Fragment shader: 3) Use the interpolated position minus the camera position to get the vector of traversal through the volume. 4) Use a while loop to step through the volume from the point on the cube through the other side. 3 ways to know when to end. A) at each step test if the point is still in the cube. B) do a ray intersection with cube and calculate the distance between the intersections. C) do a prerender of the cube with forward face culling and store the depths into a second texture map then just sampe at the screen pixel to get the distance.

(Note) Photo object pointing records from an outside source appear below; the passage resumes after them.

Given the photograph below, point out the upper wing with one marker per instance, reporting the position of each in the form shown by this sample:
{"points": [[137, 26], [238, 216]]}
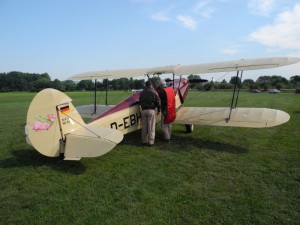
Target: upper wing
{"points": [[237, 65], [240, 117]]}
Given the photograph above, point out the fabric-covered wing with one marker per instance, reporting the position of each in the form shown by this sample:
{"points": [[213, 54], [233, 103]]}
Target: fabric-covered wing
{"points": [[227, 66], [240, 117]]}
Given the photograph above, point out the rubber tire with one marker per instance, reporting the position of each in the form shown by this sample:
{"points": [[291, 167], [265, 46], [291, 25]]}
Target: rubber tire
{"points": [[189, 128]]}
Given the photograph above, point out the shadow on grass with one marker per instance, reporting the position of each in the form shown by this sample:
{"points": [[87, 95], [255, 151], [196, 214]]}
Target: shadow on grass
{"points": [[183, 143], [31, 158]]}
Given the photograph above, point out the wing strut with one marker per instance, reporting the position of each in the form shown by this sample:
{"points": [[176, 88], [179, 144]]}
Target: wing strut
{"points": [[235, 94]]}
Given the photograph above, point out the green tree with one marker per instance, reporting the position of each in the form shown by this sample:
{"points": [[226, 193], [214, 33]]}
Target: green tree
{"points": [[69, 85]]}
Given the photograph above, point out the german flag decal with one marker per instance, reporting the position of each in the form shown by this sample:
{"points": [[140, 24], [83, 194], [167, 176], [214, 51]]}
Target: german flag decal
{"points": [[65, 109]]}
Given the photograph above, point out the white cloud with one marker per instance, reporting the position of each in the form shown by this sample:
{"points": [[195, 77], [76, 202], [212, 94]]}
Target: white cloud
{"points": [[160, 16], [284, 33], [261, 7], [203, 9], [188, 22]]}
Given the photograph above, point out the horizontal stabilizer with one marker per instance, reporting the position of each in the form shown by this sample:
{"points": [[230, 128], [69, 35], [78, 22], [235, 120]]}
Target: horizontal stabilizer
{"points": [[91, 142], [239, 117]]}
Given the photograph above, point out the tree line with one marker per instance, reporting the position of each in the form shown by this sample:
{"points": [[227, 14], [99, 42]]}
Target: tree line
{"points": [[32, 82]]}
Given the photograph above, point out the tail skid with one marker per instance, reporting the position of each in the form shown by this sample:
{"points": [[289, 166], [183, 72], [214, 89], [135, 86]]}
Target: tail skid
{"points": [[54, 127]]}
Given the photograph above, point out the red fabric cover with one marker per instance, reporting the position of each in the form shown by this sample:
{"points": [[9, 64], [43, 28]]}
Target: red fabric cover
{"points": [[171, 110]]}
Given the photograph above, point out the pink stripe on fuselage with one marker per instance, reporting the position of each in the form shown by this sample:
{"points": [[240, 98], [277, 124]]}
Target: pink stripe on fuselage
{"points": [[128, 102]]}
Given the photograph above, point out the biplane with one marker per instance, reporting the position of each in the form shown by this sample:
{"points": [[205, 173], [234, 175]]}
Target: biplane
{"points": [[56, 128]]}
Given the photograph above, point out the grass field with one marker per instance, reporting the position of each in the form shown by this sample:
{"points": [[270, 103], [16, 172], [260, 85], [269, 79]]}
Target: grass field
{"points": [[215, 175]]}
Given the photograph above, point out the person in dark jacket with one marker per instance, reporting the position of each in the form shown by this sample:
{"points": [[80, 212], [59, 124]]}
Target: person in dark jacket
{"points": [[149, 101]]}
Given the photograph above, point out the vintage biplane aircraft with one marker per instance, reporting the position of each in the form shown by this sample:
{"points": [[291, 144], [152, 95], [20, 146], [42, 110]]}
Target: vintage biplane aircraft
{"points": [[56, 128]]}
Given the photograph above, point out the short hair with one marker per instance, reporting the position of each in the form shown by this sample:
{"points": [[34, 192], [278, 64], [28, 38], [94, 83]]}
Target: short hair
{"points": [[148, 83], [162, 83]]}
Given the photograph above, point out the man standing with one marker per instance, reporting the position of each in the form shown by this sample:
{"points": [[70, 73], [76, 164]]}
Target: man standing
{"points": [[168, 111], [149, 100]]}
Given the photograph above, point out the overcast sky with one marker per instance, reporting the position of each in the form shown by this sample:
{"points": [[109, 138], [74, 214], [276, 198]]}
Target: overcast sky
{"points": [[66, 37]]}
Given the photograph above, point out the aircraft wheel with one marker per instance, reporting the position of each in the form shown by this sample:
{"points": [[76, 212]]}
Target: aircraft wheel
{"points": [[189, 128]]}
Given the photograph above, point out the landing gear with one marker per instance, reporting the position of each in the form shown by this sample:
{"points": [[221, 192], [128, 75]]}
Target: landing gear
{"points": [[189, 128]]}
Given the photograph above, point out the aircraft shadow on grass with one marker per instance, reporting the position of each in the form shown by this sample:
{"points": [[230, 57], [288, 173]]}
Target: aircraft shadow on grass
{"points": [[182, 143], [30, 158]]}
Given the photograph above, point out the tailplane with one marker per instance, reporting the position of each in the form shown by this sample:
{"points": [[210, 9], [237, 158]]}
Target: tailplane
{"points": [[55, 128]]}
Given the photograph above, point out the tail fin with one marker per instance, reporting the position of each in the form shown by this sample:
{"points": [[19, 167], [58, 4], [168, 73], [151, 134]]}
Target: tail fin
{"points": [[54, 127]]}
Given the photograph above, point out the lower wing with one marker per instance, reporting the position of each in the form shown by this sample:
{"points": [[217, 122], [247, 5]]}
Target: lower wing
{"points": [[238, 117]]}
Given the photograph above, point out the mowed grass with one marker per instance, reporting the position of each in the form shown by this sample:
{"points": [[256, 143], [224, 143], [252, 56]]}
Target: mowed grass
{"points": [[215, 175]]}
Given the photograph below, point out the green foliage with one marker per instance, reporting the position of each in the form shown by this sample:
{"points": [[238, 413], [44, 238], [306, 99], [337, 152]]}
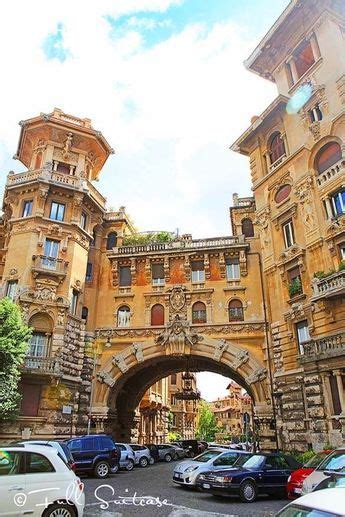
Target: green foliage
{"points": [[207, 427], [14, 337]]}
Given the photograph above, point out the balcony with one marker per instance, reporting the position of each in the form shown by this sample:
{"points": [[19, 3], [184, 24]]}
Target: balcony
{"points": [[42, 365], [323, 348], [329, 287], [335, 171]]}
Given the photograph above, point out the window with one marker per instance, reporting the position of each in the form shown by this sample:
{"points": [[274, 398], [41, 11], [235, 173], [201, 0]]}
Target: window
{"points": [[74, 302], [236, 310], [157, 315], [88, 276], [328, 155], [302, 332], [247, 228], [123, 316], [276, 147], [289, 237], [111, 240], [198, 272], [38, 345], [338, 203], [83, 220], [199, 313], [125, 276], [11, 289], [27, 208], [51, 251], [57, 211], [232, 269], [158, 274], [304, 58]]}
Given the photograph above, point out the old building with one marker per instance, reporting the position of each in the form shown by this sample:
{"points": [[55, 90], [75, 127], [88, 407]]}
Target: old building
{"points": [[296, 149]]}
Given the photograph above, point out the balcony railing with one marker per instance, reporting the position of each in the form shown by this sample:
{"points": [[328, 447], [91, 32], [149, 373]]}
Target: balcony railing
{"points": [[324, 347], [42, 365], [333, 285], [329, 174]]}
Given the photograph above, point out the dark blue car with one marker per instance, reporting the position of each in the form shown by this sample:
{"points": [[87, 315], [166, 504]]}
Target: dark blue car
{"points": [[259, 474]]}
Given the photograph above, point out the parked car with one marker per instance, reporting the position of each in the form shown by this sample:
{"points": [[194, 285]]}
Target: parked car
{"points": [[127, 459], [61, 447], [186, 472], [251, 476], [334, 462], [142, 455], [51, 481], [96, 454], [330, 504], [295, 481]]}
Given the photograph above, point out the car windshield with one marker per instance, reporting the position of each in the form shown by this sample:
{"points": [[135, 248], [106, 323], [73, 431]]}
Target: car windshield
{"points": [[335, 461], [206, 456]]}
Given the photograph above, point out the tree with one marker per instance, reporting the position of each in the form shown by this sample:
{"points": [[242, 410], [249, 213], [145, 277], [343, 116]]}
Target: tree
{"points": [[14, 337], [206, 427]]}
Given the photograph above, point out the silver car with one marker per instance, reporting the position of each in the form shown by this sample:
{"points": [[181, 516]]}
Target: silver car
{"points": [[142, 454], [186, 472]]}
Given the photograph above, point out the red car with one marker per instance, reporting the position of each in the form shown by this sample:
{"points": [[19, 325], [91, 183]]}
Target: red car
{"points": [[295, 481]]}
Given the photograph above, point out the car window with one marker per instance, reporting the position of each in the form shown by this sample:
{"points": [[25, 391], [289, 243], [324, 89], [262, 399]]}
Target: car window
{"points": [[36, 463], [11, 463]]}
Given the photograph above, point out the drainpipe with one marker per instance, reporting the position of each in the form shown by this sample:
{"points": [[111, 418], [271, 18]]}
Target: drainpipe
{"points": [[269, 360]]}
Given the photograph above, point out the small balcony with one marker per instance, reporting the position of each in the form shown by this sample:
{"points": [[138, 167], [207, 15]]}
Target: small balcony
{"points": [[42, 365], [329, 287], [323, 348]]}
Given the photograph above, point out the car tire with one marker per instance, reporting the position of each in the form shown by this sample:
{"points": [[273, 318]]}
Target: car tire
{"points": [[130, 465], [59, 510], [143, 462], [101, 470], [248, 491]]}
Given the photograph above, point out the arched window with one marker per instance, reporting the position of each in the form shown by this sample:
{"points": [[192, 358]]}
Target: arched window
{"points": [[123, 316], [328, 155], [276, 147], [111, 240], [199, 312], [157, 314], [236, 310], [247, 228]]}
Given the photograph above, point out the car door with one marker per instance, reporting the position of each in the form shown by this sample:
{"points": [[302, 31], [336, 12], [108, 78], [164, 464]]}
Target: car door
{"points": [[12, 484]]}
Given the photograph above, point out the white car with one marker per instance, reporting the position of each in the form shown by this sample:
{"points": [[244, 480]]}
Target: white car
{"points": [[35, 481], [335, 462], [327, 503]]}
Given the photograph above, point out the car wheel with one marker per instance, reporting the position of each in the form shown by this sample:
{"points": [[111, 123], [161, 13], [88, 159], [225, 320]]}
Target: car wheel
{"points": [[248, 491], [143, 462], [130, 465], [59, 510], [101, 469]]}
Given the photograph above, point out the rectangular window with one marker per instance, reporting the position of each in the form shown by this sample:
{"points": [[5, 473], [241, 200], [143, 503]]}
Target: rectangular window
{"points": [[11, 289], [83, 220], [302, 332], [158, 274], [198, 271], [125, 276], [88, 276], [57, 211], [232, 269], [27, 208], [288, 231]]}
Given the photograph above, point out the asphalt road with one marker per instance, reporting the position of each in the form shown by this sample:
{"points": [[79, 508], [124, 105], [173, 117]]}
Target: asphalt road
{"points": [[156, 495]]}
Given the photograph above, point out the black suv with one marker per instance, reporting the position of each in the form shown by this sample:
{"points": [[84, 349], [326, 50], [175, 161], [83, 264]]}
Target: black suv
{"points": [[96, 453]]}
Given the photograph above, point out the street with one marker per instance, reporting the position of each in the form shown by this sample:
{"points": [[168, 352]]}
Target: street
{"points": [[156, 495]]}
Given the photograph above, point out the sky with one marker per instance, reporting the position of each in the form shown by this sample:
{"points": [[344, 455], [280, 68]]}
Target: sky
{"points": [[163, 80]]}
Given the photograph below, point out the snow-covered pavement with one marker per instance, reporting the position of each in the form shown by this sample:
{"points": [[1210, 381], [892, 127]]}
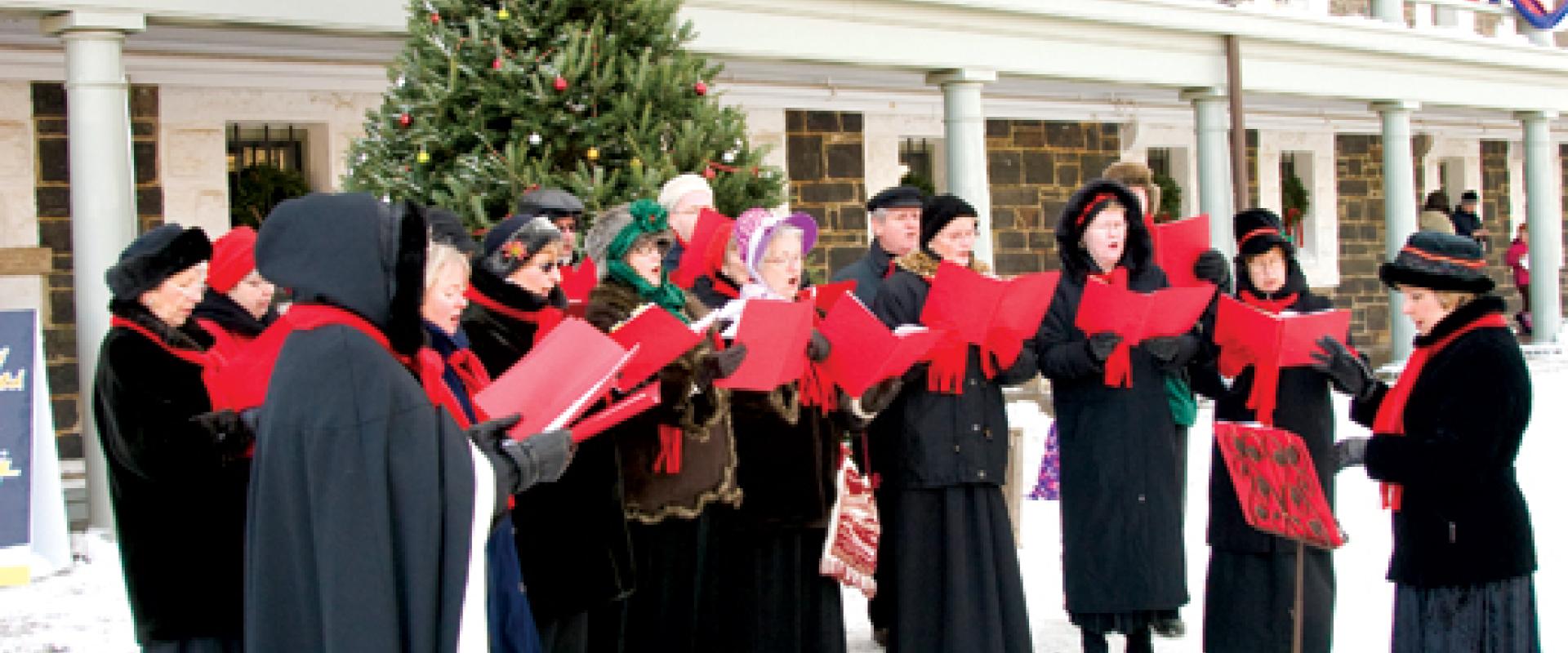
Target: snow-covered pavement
{"points": [[85, 608]]}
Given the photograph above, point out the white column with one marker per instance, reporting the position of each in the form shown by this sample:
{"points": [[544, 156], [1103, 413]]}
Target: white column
{"points": [[963, 124], [1399, 209], [102, 196], [1390, 11], [1213, 126], [1545, 223]]}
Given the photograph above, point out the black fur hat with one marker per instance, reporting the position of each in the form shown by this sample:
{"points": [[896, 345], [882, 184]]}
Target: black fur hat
{"points": [[1438, 262], [1258, 230], [156, 255], [1079, 213]]}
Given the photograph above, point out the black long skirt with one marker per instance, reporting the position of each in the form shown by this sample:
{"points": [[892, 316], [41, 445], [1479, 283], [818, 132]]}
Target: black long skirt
{"points": [[1250, 602], [662, 611], [1493, 617], [764, 593], [956, 584]]}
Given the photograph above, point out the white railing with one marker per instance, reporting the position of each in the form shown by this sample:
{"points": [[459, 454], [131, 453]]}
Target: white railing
{"points": [[1471, 18]]}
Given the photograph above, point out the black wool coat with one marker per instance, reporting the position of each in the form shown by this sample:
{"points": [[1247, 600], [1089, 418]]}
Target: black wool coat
{"points": [[1463, 518], [867, 271], [179, 508], [925, 439], [571, 535], [363, 497]]}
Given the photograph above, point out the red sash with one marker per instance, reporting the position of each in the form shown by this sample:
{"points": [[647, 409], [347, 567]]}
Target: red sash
{"points": [[545, 318], [1392, 414]]}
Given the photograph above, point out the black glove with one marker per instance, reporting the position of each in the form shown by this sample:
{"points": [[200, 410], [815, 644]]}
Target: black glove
{"points": [[1346, 370], [1172, 351], [1213, 269], [1101, 345], [524, 464], [722, 364], [880, 397], [231, 434], [817, 348], [1351, 451]]}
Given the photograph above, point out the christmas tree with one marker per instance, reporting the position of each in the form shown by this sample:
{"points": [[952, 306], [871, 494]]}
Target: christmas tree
{"points": [[494, 97]]}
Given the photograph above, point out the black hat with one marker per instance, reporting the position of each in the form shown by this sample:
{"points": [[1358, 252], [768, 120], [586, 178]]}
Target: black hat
{"points": [[938, 211], [549, 202], [896, 198], [156, 255], [448, 228], [1259, 230], [1438, 262], [514, 240]]}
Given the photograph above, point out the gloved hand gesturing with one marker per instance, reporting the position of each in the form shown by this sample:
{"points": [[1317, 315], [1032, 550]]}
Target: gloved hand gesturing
{"points": [[1101, 345], [1344, 368]]}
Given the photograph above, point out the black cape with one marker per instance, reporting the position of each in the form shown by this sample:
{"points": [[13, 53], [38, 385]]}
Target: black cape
{"points": [[363, 491]]}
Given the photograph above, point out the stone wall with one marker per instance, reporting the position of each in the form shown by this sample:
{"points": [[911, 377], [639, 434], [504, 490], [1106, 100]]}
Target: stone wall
{"points": [[54, 230], [1360, 187], [826, 177], [1036, 167]]}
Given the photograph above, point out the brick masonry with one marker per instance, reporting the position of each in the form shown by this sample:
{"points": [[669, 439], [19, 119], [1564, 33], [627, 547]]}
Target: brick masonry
{"points": [[1036, 167], [54, 230], [825, 157]]}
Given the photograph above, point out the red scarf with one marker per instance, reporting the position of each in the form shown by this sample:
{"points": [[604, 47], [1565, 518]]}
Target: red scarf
{"points": [[545, 318], [1118, 365], [207, 361], [1266, 373], [1392, 414]]}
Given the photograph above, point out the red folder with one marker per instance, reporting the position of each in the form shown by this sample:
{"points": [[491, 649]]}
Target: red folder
{"points": [[1176, 248], [693, 259], [1276, 484], [973, 304], [555, 383], [775, 335], [864, 351], [579, 281], [659, 339], [1138, 317], [1271, 342], [627, 407]]}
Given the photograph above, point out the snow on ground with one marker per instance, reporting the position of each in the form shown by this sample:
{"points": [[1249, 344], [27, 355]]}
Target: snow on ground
{"points": [[83, 610]]}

5) accumulate while you loop and set the pixel color.

Jose
@Jose: Jose thank you for your response. Yes you are right that maybe the ray cating is the way to do. I did several attempts to make a ray casting following to Nvidias example, but I never achieved the Hi-dynamical resolution in ray casting method. The problem is more deep, in order to make a 3D texture I am interpolating the particle data onto grid, but that makes resolution loose. You can see the image rendered using particles by pmviewer http://www.aip.de/People/AKhalatyan/images/HALO198_2048.jpg . Is your algorithm possible to adopt for the textured particles?
Arman
Is your raw data actually a point cloud? Then You create a 3d texture out of it but the resolution of the texture is causing you to lose precision. Correct me if I'm wrong.
Jose
2 approaches come to mind but I don't know if they will have the performance that you need.Either way you need to partition your data (maybe octree) and cull on render.1) Nailboard each particle (depth based sprite).2) Use a modified ray tracer. Each point becomes a sphere and you launch a ray at each pixel of the screen. Instead of reflecting off the sphere you would pass through it until the density reaches the threshold, then return the temperature accumulation.